Rituximab is a monoclonal antibody that is used to treat non-Hodgkin’s lymphoma, which includes follicular lymphoma and diffuse large B-cell lymphoma, chronic lymphocytic leukemia and autoimmune diseases such as rheumatoid arthritis. Sandoz is seeking approval for the same indications as the reference product.
"Patients with hematologic or blood cancers and rheumatoid arthritis, as well as their doctors, often have few treatment options and have long relied on rituximab as a vital part of their treatment," said Richard Francis, Division Head and CEO of Sandoz.
"If approved, we believe our biosimilar rituximab will help broaden access to this important therapy and liberate healthcare resources that can be used to fund other innovative medicines."

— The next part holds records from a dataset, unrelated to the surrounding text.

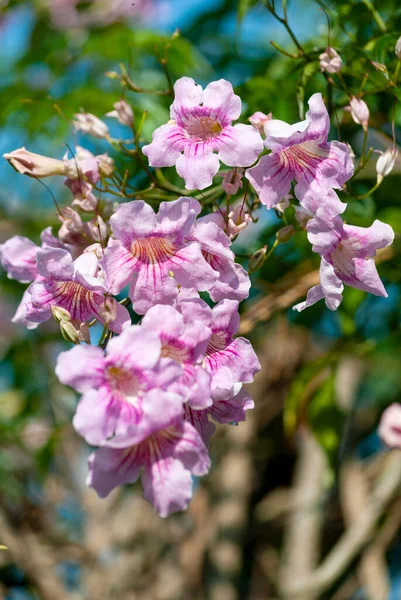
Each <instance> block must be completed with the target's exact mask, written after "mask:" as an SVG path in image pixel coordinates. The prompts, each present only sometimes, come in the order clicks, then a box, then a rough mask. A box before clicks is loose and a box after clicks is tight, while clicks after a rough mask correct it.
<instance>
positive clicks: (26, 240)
mask: <svg viewBox="0 0 401 600" xmlns="http://www.w3.org/2000/svg"><path fill="white" fill-rule="evenodd" d="M38 250H39V246H37V245H36V244H35V243H34V242H32V241H31V240H30V239H28V238H26V237H23V236H21V235H14V236H13V237H12V238H10V239H9V240H7V241H6V242H4V244H1V245H0V259H1V264H2V266H3V268H4V269H5V270H6V271H7V277H8V278H9V279H16V280H17V281H20V282H21V283H30V282H31V281H33V280H34V279H35V277H36V275H37V268H36V255H37V253H38Z"/></svg>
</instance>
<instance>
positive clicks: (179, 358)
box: [161, 340, 190, 364]
mask: <svg viewBox="0 0 401 600" xmlns="http://www.w3.org/2000/svg"><path fill="white" fill-rule="evenodd" d="M161 356H164V357H166V358H172V359H173V360H175V361H176V362H178V363H180V364H182V363H184V362H188V361H189V358H190V357H189V351H188V348H187V347H186V346H185V345H184V343H183V342H181V341H180V340H172V341H169V342H166V343H163V344H162V349H161Z"/></svg>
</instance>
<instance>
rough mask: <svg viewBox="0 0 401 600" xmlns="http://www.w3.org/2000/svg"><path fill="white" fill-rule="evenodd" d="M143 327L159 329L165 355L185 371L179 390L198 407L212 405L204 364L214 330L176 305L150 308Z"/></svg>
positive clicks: (209, 389)
mask: <svg viewBox="0 0 401 600" xmlns="http://www.w3.org/2000/svg"><path fill="white" fill-rule="evenodd" d="M142 327H144V328H145V329H147V330H149V331H153V332H155V333H156V334H157V335H158V336H159V339H160V342H161V344H162V350H161V354H162V356H165V357H168V358H171V359H173V360H175V361H176V362H178V363H179V364H180V365H181V366H182V369H183V373H182V375H181V377H180V379H179V380H178V382H177V385H176V389H177V391H178V392H179V393H180V394H181V395H183V397H184V398H185V401H187V402H188V404H189V405H190V406H191V407H192V408H195V409H204V408H207V407H208V406H211V404H212V391H211V385H210V382H211V377H210V375H209V373H208V372H207V371H206V370H205V369H204V368H203V367H202V366H201V362H202V360H203V357H204V355H205V352H206V348H207V346H208V343H209V340H210V337H211V335H212V331H211V329H210V328H209V327H207V326H206V325H204V324H203V323H202V322H200V321H197V320H196V319H192V320H189V321H187V322H186V321H185V319H184V316H183V315H182V314H181V313H180V312H178V310H176V309H175V308H173V307H172V306H163V305H157V306H153V307H152V308H150V309H149V310H148V312H147V313H146V315H145V316H144V317H143V319H142Z"/></svg>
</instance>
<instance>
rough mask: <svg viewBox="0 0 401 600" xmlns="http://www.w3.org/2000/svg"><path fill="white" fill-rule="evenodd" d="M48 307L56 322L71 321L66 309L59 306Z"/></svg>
mask: <svg viewBox="0 0 401 600" xmlns="http://www.w3.org/2000/svg"><path fill="white" fill-rule="evenodd" d="M50 308H51V310H52V314H53V317H54V319H55V321H56V322H57V323H61V321H71V315H70V313H69V312H68V310H67V309H65V308H62V307H61V306H51V307H50Z"/></svg>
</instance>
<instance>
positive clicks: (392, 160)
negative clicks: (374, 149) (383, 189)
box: [376, 150, 398, 183]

Sandoz believes that the totality of data in its submission will demonstrate that our biosimilar rituximab has essentially the same biological substance as, and the final drug product is highly similar to, the reference product. In addition to analytical, functional and pre-clinical data, the submission includes data from two pivotal confirmatory safety, PK/PD and efficacy studies that involved 629 follicular lymphoma and 173 rheumatoid arthritis patients.
Sandoz is committed to increasing patient access to high-quality, life-enhancing biosimilars. It is the pioneer and global leader in biosimilars and currently markets three biosimilars.

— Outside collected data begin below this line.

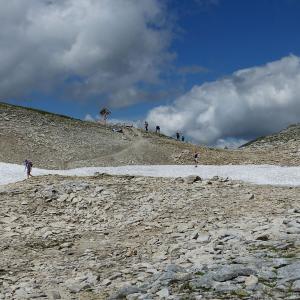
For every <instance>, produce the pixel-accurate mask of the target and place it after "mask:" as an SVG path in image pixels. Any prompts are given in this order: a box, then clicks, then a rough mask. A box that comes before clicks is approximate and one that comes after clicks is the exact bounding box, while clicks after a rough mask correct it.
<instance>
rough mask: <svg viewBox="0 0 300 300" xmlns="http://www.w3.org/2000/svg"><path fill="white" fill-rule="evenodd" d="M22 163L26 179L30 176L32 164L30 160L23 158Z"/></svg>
mask: <svg viewBox="0 0 300 300" xmlns="http://www.w3.org/2000/svg"><path fill="white" fill-rule="evenodd" d="M24 165H25V171H26V174H27V179H28V178H29V177H32V175H31V170H32V166H33V164H32V162H31V161H30V160H28V159H25V161H24Z"/></svg>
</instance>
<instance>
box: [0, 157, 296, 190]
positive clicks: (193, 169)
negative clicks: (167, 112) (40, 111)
mask: <svg viewBox="0 0 300 300" xmlns="http://www.w3.org/2000/svg"><path fill="white" fill-rule="evenodd" d="M95 172H99V173H107V174H111V175H126V174H128V175H140V176H152V177H186V176H189V175H198V176H200V177H201V178H203V179H209V178H212V177H213V176H220V177H229V178H230V179H232V180H241V181H244V182H249V183H254V184H262V185H279V186H300V167H280V166H273V165H223V166H215V165H199V166H198V167H197V168H195V167H194V166H193V165H180V166H178V165H147V166H143V165H141V166H139V165H132V166H121V167H89V168H78V169H70V170H44V169H37V168H33V171H32V175H34V176H38V175H48V174H58V175H65V176H92V175H94V173H95ZM25 178H26V174H25V170H24V166H22V165H16V164H8V163H1V162H0V185H4V184H8V183H14V182H18V181H21V180H24V179H25Z"/></svg>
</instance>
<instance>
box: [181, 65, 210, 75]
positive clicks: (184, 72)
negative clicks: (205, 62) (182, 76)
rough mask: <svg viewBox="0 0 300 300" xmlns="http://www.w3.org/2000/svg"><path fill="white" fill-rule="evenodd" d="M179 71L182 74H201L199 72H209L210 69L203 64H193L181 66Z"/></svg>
mask: <svg viewBox="0 0 300 300" xmlns="http://www.w3.org/2000/svg"><path fill="white" fill-rule="evenodd" d="M178 72H179V73H180V74H199V73H207V72H209V70H208V69H207V68H205V67H202V66H197V65H192V66H185V67H182V68H179V70H178Z"/></svg>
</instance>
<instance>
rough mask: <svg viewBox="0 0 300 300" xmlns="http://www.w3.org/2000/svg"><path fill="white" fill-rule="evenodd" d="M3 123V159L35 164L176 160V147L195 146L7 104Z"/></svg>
mask: <svg viewBox="0 0 300 300" xmlns="http://www.w3.org/2000/svg"><path fill="white" fill-rule="evenodd" d="M0 128H1V131H0V135H1V139H0V146H1V152H0V161H3V162H11V163H21V162H22V161H23V160H24V159H25V158H26V157H28V158H30V159H32V160H33V161H34V162H35V166H40V167H46V168H71V167H80V166H93V165H98V166H105V165H120V164H121V165H122V164H162V163H174V162H175V160H174V155H175V154H176V153H177V152H178V153H180V152H181V151H183V150H188V149H190V148H191V146H190V145H188V144H183V143H180V142H177V141H175V140H172V139H170V138H167V137H165V136H163V135H157V134H153V133H147V134H146V133H145V132H143V131H142V130H139V129H136V128H128V127H124V126H123V127H120V126H113V125H107V126H104V125H102V124H100V123H94V122H86V121H81V120H76V119H72V118H69V117H65V116H60V115H55V114H50V113H47V112H42V111H38V110H32V109H27V108H22V107H17V106H11V105H7V104H0ZM114 129H121V130H122V132H114Z"/></svg>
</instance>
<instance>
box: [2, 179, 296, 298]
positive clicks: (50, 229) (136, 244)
mask: <svg viewBox="0 0 300 300" xmlns="http://www.w3.org/2000/svg"><path fill="white" fill-rule="evenodd" d="M299 195H300V188H289V187H272V186H256V185H248V184H245V183H241V182H232V181H229V180H227V179H221V178H212V180H208V181H201V180H200V179H199V178H197V177H188V178H186V179H182V178H174V179H167V178H165V179H163V178H146V177H133V176H108V175H101V174H98V175H97V176H94V177H90V178H85V177H60V176H45V177H34V178H31V179H29V180H26V181H23V182H20V183H16V184H11V185H8V186H2V187H0V251H1V260H0V299H131V300H133V299H290V300H292V299H293V300H295V299H300V242H299V237H300V203H299Z"/></svg>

Biosimilar rituximab is part of Sandoz’ growing oncology and immunology portfolios. The oncology portfolio includes two marketed products (filgrastim and epoetin-alfa) and biosimilar candidate pegfilgrastim, which is under regulatory review in the US and EU.
Today’s announcement marks the sixth of 10 regulatory filings that the company plans to submit over a three-year period (2015-2017). As a division of the Novartis Group, Sandoz is well-positioned to lead the biosimilars industry based on its experience and capabilities in development, manufacturing and commercialization.